Along with the following 10 ideas, there may be an even simpler way to find out what your food bank needs: “The best advice I can offer is to call your local food bank and ask them. Needs are locally determined and can change depending on what is donated by others that week.”
Warm feet can make all the difference, especially so at this time of year. As one formerly homeless commenter said, “Socks mean the world to you. They keep you warm, make you feel like you have something new, and just comfort you. Also, they get stolen fast when you sleep on the streets.”
Spices are cheap, versatile and you can get them in bulk, so this is a great choice for a donation. A little cayenne pepper, for example, can add some extra, needed flavor to an otherwise bland meal.
Meat is a bit more expensive, and it can be a rarity at food banks. As one commenter noted:
“If you’re a hunter and your local food bank participates in Farmers and Hunters Feeding the Hungry (FHFH) you can donate any excess meat you harvest. In some states it enables you to harvest over the limit provided you donate the butchered meat. Food banks love getting fresh venison because it’s both versatile and adds some variety to what they can provide.”
You might not think that a food bank would have a need for tampons, pads or panty liners, but it’s a constant concern for any woman living on the street. Food banks will gladly accept donations of feminine hygiene products, as their patrons frequently cannot afford them themselves.
Many states’ food-stamp programs restrict their users to buying just food and food-related necessities. Unfortunately, this does not cover things like toilet paper, toothpaste, deodorant or soap, so any of those items are a major help.
Dried Milk and Butter
Lots of items on shelves at food banks would be great to eat if only there weren’t certain key missing ingredients, and frequently those problems can be solved by adding a little dry milk or butter. “You get lots of hamburger helper, mac n’ cheese, cereal, etc., but no butter or milk,” said one commenter who had made many trips to his local food bank. “If you donate dry milk and dry butter (called butter buds), you’d be doing a lot of poor folks a HUGE favor.”
Another item that can be pretty expensive and thus hard to find at a food bank is baby formula. But many poor or homeless mothers are in desperate need of high-quality formula for their infants.

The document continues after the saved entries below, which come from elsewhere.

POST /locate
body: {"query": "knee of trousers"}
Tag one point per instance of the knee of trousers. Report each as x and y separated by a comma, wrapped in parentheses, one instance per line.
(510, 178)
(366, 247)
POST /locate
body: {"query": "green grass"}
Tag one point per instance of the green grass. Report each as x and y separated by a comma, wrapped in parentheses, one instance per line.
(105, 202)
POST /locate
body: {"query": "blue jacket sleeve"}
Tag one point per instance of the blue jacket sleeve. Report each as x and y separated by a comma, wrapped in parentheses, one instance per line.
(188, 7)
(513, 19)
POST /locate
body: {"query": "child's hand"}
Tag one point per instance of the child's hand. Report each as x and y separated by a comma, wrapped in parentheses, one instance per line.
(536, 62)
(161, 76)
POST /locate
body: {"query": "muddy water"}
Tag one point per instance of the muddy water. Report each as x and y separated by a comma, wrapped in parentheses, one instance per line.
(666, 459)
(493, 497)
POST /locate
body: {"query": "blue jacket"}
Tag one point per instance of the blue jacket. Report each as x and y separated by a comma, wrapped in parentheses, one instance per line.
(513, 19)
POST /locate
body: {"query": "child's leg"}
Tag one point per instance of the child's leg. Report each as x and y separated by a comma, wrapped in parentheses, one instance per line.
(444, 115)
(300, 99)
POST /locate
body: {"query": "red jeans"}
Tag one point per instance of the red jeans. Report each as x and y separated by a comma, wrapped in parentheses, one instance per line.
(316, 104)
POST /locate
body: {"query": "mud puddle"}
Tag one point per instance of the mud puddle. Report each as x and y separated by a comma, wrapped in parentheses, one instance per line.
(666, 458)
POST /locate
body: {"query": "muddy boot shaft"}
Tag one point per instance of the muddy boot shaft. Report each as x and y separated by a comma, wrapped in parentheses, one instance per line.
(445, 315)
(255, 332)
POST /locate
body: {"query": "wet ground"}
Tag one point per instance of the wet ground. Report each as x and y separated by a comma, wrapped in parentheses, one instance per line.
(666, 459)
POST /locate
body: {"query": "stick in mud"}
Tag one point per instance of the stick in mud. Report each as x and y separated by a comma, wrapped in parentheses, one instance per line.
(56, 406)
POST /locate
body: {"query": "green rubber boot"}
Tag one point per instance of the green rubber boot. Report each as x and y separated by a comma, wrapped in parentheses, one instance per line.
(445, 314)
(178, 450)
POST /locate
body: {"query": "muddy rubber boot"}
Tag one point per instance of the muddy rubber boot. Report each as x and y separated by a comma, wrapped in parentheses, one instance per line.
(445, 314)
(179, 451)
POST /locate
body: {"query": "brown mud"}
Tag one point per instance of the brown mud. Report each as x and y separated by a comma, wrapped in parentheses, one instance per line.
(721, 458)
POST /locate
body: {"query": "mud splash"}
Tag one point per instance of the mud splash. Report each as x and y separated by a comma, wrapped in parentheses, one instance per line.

A batch of fresh oranges or pears is a delicacy compared with the usual canned produce at food banks: “Fresh fruits are always awesome to receive,” said one commenter. “We once got a package of strawberries and a bag of mangos, and we ate like kings that week!”
Diabetics have very specific dietary needs, and it can be extra difficult to regulate your blood sugar if you have to rely on food banks. So keep in mind items like brown rice, whole-grain foods and things with reduced sugar.
If you’re in any doubt about what’s best to give, money is always an excellent choice. Commenter Piprod01 put it succinctly: “Money. Without a doubt. Food banks can buy food far cheaper than you can, and they would actually get stuff they know people will eat and won’t need someone to check for spoilage.”